Today, young women leave to study in Palma or on the mainland, or go abroad on Erasmus exchanges. Olive harvesters, on the other hand, were sent to the mountains to help support their families. Dolls went up the mountain, and women came down. Those interviewed by Francesc Vicens for his book are the last living witnesses to rural Mallorca as it once was. They are women who endured the hardships imposed by the post-war period and the dictatorship. "They experienced," the researcher explains, "the harshness of farm work when labor rights didn't yet exist and child labor was commonplace. They were paid less than men for the same work, and in most cases, they didn't receive a retirement pension." In the book, one of them, Catalina de sa Porrassa , from María de la Salud, sums up her situation of submission very well: "Then everyone would wet you [explode]... and when you got married the man would wet you, but at least you didn't have to leave your house."

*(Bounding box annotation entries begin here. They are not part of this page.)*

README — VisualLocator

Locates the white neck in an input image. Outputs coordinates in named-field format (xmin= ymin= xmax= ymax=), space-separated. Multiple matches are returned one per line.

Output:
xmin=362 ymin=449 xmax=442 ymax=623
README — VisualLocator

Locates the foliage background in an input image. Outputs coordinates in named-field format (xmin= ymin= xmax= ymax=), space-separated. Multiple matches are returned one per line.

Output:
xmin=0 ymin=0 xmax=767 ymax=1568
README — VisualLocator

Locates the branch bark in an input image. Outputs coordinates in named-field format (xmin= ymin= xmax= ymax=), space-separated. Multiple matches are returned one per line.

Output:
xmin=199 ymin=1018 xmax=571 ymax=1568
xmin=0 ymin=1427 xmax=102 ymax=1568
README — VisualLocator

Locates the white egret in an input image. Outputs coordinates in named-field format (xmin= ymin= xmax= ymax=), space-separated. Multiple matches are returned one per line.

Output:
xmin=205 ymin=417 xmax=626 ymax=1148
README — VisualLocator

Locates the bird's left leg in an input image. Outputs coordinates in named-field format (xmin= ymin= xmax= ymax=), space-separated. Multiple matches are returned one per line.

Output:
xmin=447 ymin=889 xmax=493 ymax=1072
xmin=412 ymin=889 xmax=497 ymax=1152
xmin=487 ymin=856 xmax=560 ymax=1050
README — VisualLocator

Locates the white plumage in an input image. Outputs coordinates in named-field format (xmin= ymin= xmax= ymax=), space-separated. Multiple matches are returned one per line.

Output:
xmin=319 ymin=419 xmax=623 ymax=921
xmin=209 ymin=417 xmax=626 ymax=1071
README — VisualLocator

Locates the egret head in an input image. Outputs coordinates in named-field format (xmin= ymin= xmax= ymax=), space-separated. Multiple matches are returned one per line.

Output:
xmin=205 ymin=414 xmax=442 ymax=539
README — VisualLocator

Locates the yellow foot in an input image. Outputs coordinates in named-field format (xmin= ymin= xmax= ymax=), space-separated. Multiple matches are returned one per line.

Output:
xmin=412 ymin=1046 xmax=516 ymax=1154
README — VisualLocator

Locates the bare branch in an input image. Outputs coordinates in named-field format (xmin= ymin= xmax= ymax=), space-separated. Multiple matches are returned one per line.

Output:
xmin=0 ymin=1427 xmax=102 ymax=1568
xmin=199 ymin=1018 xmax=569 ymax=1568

The voices collected by Vicens have another great documentary value. "They lived through the great social and economic changes of modernity. From a system based on subsistence, they moved to one conditioned by the impact of tourism, which radically altered labor and social relations." With the tourism boom, the last generation of seasonal workers exchanged the harshness of the fields for hotels, where they could work for pay, with fixed hours, and earn more. "Currently," the scholar points out, "most watch with regret as much of the agricultural land in the Tramuntana mountains that they once knew has become part of the island's vast tourist landscape. In the past, the land sustained their homes; today, the homes, converted into agritourism establishments, tea rooms, or museums, are being sold off."

Vicens asserts that we are witnessing the desecration of the Serra de Tramuntana in the service of capitalism. In the current process of the territory's depersonalization, she reclaims its soul through a gendered lens. "As young women, the harvesters literally wore out their fingernails to preserve a landscape that was declared a World Heritage Site by UNESCO in 2011." Musicologist Antònia Maria Sureda Colombram, author of the book's prologue, echoes this sentiment: "These women were not just cheap labor; they were the hidden cog in an agricultural model that maintained the large estates and the Serra's landscape in exchange for their effort, which has been ignored. They are part of the invisible Mallorca." The documentaries Pedra i Oli (2021), by Álex Dioscórides, and Espejo de Tierra (2022), by Cristina Monge, gather further testimonies from the Serra's former day laborers.